Partially compatible— 4/10
Hedging on DNA Funded — Rules & Compatibility
DNA Funded explicitly prohibits hedging strategies, making traditional hedging incompatible with their rules. However, you can still implement some risk management techniques through careful position sizing and diversification across different asset classes.
Rule Compatibility Checklist
Hedging allowed
Explicitly prohibited - no opposing positions allowed
EA/Bot compatibility
EAs allowed but hedging strategies are prohibited
Daily loss limit (4%)
Requires careful position sizing without hedging protection
Total loss limit (6%)
Less room for error without hedging safety net
News trading window
10-minute restriction with no hedging protection during events
Weekend holding
Allowed - provides position flexibility
Multiple asset classes
Forex, indices, commodities, crypto available for diversification
Minimum trading days
5 days required - encourages regular risk management
Position Sizing Tip
Without hedging protection, risk no more than 1-2% per trade to stay well within the 4% daily loss limit, and consider the 1:30 forex leverage when calculating position sizes.
Can you use hedging strategies on DNA Funded? Unfortunately, the answer is no – DNA Funded explicitly prohibits hedging strategies in their trading rules. This restriction applies to both manual hedging and automated strategies that employ hedging techniques through Expert Advisors.
DNA Funded's rules clearly state that hedging is among the prohibited strategies, alongside high-frequency trading, reverse arbitrage, latency arbitrage, news trading, grid trading, and martingale strategies. This means you cannot open opposing positions on the same instrument or even closely correlated instruments with the intent to offset risk through hedging.
The hedging restriction creates significant challenges for traders who rely on this risk management technique. Traditional hedging approaches like opening a long and short position on the same currency pair, or hedging EUR/USD exposure with GBP/USD positions, would violate DNA Funded's terms and could result in account termination.
However, you can still implement alternative risk management strategies within DNA Funded's framework. The firm offers access to multiple asset classes including forex, indices, commodities, and cryptocurrencies, which allows for portfolio diversification. Instead of hedging through opposing positions, you can spread risk by trading different asset classes that don't move in perfect correlation.
With DNA Funded's 4% maximum daily loss limit and 6% total loss limit, position sizing becomes crucial when you can't rely on hedging for protection. You'll need to be more conservative with your position sizes, potentially risking no more than 1-2% per trade to ensure you don't hit the daily loss limit with a few bad trades. The 1:30 leverage on forex pairs means you'll need to calculate your position sizes carefully to stay within these risk parameters.

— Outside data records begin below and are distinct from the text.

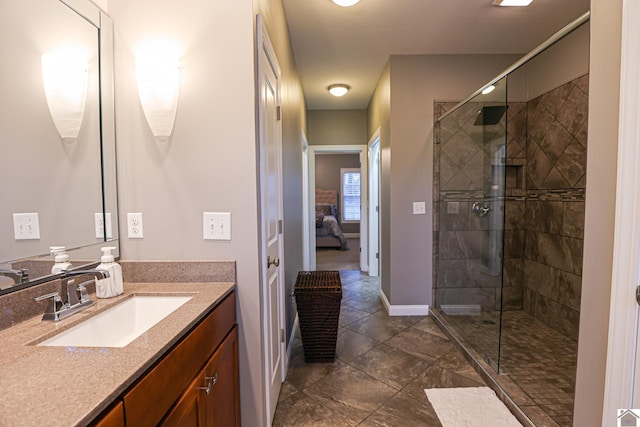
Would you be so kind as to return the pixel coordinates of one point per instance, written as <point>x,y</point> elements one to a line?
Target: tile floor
<point>383,366</point>
<point>537,361</point>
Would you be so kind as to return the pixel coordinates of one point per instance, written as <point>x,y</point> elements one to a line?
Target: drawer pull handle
<point>207,389</point>
<point>213,379</point>
<point>211,382</point>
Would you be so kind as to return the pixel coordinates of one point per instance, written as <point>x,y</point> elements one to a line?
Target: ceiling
<point>351,45</point>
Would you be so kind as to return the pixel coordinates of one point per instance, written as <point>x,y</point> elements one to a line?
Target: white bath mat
<point>470,406</point>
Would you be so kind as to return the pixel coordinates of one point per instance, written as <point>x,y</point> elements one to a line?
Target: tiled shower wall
<point>556,166</point>
<point>464,274</point>
<point>544,208</point>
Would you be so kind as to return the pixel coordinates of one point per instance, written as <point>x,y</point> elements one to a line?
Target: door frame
<point>264,44</point>
<point>307,224</point>
<point>622,361</point>
<point>374,227</point>
<point>310,213</point>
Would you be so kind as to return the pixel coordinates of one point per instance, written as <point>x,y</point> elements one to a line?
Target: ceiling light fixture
<point>338,89</point>
<point>487,90</point>
<point>345,3</point>
<point>520,3</point>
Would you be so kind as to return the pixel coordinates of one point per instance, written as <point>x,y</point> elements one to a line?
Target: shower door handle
<point>480,209</point>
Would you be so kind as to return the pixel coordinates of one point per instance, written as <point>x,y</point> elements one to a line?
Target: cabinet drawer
<point>150,399</point>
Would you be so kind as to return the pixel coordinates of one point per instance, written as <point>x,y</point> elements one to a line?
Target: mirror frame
<point>104,25</point>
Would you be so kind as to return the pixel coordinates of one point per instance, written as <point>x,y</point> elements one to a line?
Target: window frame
<point>343,172</point>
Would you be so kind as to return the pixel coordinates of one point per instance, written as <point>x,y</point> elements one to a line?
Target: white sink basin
<point>119,325</point>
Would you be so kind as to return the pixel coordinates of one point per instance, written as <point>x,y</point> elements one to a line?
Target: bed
<point>328,231</point>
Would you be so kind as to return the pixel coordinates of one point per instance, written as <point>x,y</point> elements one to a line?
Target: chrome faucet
<point>19,276</point>
<point>75,298</point>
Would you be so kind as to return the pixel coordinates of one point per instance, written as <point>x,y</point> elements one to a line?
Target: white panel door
<point>271,219</point>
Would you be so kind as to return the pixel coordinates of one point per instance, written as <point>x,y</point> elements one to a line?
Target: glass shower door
<point>470,188</point>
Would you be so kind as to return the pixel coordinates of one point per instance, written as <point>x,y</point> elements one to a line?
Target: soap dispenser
<point>113,285</point>
<point>61,259</point>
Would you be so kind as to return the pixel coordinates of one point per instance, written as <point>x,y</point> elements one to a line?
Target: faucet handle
<point>54,307</point>
<point>84,295</point>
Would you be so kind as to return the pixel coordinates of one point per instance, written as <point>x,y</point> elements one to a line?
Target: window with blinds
<point>350,194</point>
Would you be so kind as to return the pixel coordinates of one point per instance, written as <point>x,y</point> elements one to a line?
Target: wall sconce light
<point>338,89</point>
<point>487,90</point>
<point>65,77</point>
<point>158,77</point>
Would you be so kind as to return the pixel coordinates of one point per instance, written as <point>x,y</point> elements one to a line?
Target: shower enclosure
<point>509,186</point>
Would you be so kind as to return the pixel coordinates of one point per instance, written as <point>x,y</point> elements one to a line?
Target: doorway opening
<point>337,209</point>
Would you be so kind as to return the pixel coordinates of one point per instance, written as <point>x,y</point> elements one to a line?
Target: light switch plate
<point>100,226</point>
<point>26,226</point>
<point>216,225</point>
<point>134,225</point>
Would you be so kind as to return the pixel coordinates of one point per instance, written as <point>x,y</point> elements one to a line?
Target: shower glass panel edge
<point>471,190</point>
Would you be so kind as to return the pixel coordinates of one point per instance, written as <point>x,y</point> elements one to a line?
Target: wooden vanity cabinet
<point>114,417</point>
<point>212,398</point>
<point>171,392</point>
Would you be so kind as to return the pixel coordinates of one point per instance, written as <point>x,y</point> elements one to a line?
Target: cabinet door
<point>223,403</point>
<point>189,411</point>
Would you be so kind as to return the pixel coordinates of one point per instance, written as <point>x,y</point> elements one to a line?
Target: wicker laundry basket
<point>318,295</point>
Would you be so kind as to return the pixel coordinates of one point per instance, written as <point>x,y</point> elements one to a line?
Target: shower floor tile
<point>538,359</point>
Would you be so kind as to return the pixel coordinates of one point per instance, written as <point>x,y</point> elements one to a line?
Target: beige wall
<point>416,81</point>
<point>604,88</point>
<point>209,163</point>
<point>337,127</point>
<point>559,64</point>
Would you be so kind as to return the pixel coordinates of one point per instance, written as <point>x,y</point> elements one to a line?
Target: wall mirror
<point>57,137</point>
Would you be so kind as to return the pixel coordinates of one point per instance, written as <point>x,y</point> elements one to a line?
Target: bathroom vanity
<point>182,371</point>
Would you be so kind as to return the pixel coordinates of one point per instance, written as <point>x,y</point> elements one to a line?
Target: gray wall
<point>328,177</point>
<point>604,89</point>
<point>337,127</point>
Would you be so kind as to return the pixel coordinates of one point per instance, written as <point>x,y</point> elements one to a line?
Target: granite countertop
<point>70,386</point>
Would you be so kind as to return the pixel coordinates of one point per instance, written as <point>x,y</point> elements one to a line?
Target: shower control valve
<point>480,209</point>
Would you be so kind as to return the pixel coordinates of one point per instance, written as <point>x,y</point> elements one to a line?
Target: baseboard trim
<point>292,338</point>
<point>403,310</point>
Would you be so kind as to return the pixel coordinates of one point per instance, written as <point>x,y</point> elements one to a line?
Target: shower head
<point>490,115</point>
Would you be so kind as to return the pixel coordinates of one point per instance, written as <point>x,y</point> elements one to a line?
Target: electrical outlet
<point>26,226</point>
<point>216,225</point>
<point>100,226</point>
<point>134,225</point>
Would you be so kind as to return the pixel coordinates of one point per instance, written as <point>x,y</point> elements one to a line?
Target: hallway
<point>382,367</point>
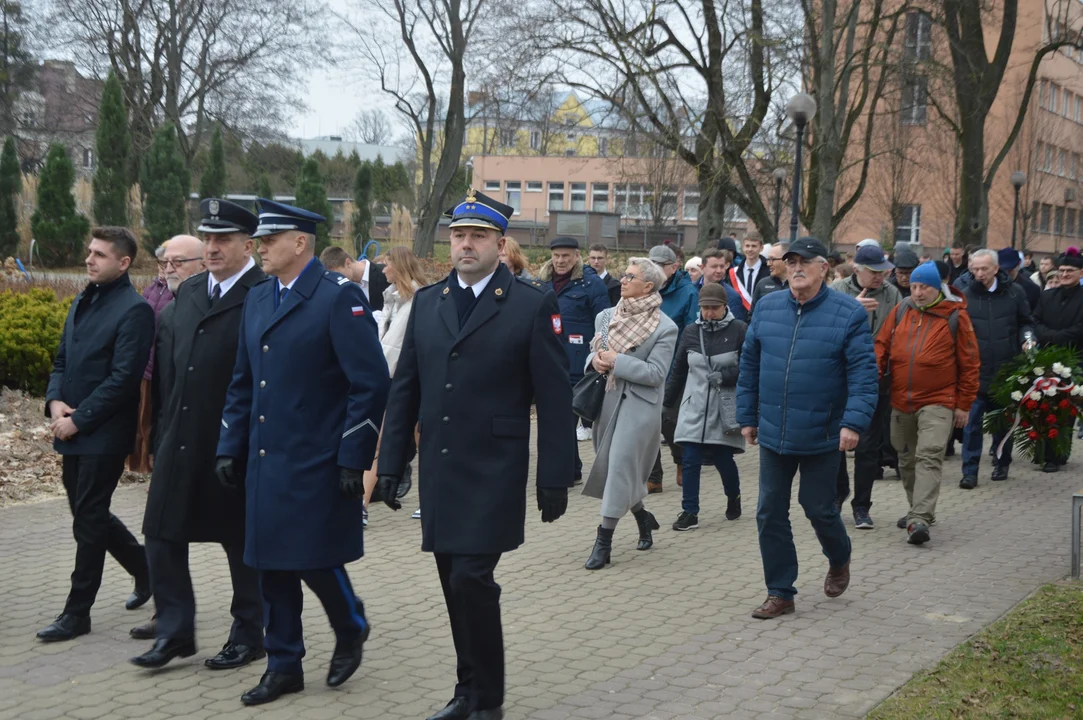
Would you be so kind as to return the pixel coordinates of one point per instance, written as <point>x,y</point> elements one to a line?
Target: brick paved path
<point>662,635</point>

The absence of a consistency rule at DNA Funded actually works in your favor when adapting to non-hedged strategies. You're not required to maintain consistent profit patterns, which gives you flexibility to take larger wins when they present themselves while keeping losses small through disciplined stop-loss management.
One adaptation strategy is to focus on high-probability setups with tight risk management rather than relying on hedging to protect against adverse moves. Since you can hold positions over weekends, you have the flexibility to let winning trades run without worrying about forced closures, though you should be aware of weekend gap risks without hedging protection.
The 10-minute news trading restriction around major economic releases adds another layer of complexity. Since you can't hedge to protect against news-related volatility, you'll need to either close positions before major announcements or ensure your stop losses are appropriately placed to handle potential volatility spikes.
DNA Funded's TradeLocker platform supports various order types, so you can use trailing stops and other risk management tools to protect your positions without resorting to hedging. Focus on using proper stop losses, take profits, and position sizing rather than hedging techniques.
For traders accustomed to hedging, consider developing skills in other risk management approaches like correlation analysis across different asset classes. Since DNA Funded offers forex, indices, commodities, and crypto, you can create a diversified portfolio that naturally reduces overall risk without technically hedging.
The minimum trading requirement of 5 days means you'll need to be active regularly, but this actually encourages consistent risk management practices rather than relying on hedging as a safety net. Plan your trades carefully, as you won't have the luxury of hedging to protect against unexpected market moves.
To succeed on DNA Funded without hedging, focus on developing strong technical and fundamental analysis skills, implement strict position sizing rules, and use the platform's risk management tools effectively. Consider this restriction as an opportunity to develop more disciplined trading habits that don't rely on hedging as a crutch.
Remember that DNA Funded monitors for prohibited strategies, so any attempt to implement hedging through complex position structures or automated systems will likely be detected and result in account violations.
Works Well For This Strategy
Multiple asset classes available for diversification
No consistency rule constraints
Weekend holding allowed for position flexibility
Watch Out For
−Hedging is explicitly not allowed
−EAs with hedging strategies are prohibited
Frequently Asked Questions
Hedging on DNA Funded — FAQ
Related Rankings
Last verified: 31 March 2026. Always confirm current policies directly with DNA Funded before purchasing a challenge.